Even now, America could be angling to wring more from the Syrian Kurds. The decision to aid Turkey in the hunt for PKK militants could be a way of testing the YPG, seeing if they will fall in line with what the US wants. If they do not, the implied threat is that the US will leave Syria's Kurds to the mercy of the Turkish state.
What the US wants is a distinction between the YPG and the PKK; one that Turkey and the international community can accept. A public declaration, perhaps, that Syrian Kurds will not be bound to the PKK’s ideology. But in return for severing such links, the US is offering the Syrian Kurds nothing, except the continuation of apparently deliberate policy of occasional, inconsistent and unreliable support. The US will not give the Kurds heavier weapons, nor back any desire for statehood.
Such political manoeuvrings matter. The prospect of the US leaving the Kurds to face Turkey is a recipe for years of conflict, hampering the fight against ISIS and easing the victory of President Bashar Al Assad’s regime. Mr Erdogan is implacably opposed to any Kurdish presence on the border and is willing to stay in Syria for as long as it takes to clear the area completely.

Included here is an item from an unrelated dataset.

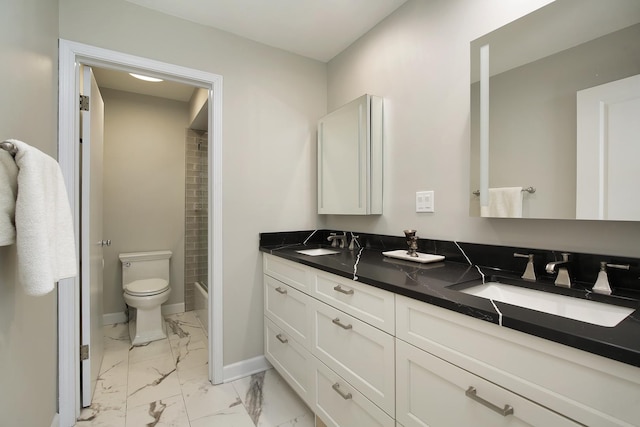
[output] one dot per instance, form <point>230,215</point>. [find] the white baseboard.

Moreover, the conflict in Idlib is still burning, and Ankara's focus on the north-east is funnelling away resources. As The National reported over the weekend, medical workers inside the province are being kidnapped in significant numbers, a development that suggests a breakdown of law and order. The Turkish-Russian deal to create a demilitarised zone is still nominally in force there, but a deal that stops the regime attacking Idlib only to render the province lawless would hardly be a victory.

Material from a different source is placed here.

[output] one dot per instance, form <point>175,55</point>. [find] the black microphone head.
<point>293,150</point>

While the world is watching Idlib, the Kurdish part of the story is playing out largely unnoticed. Having already been abandoned by Washington twice just this year – in Afrin in early 2018 and in Manbij over the summer – this sudden rapprochement with Ankara does not bode well for the Syrian Kurds. Whether they can ever distance themselves politically from Kurds across the border is one question. Whether such a declaration, even if it happened, would be enough to halt the aggression from a Turkey governed by Mr Erdogan is quite another.
What is certain is that time is running out. The fight against ISIS and the wider war are lurching towards an end. It is a tragedy for the Syrian Kurds, squeezed between Damascus and Ankara, that the US − supposedly their closest ally − appears intent on placing them under even greater pressure.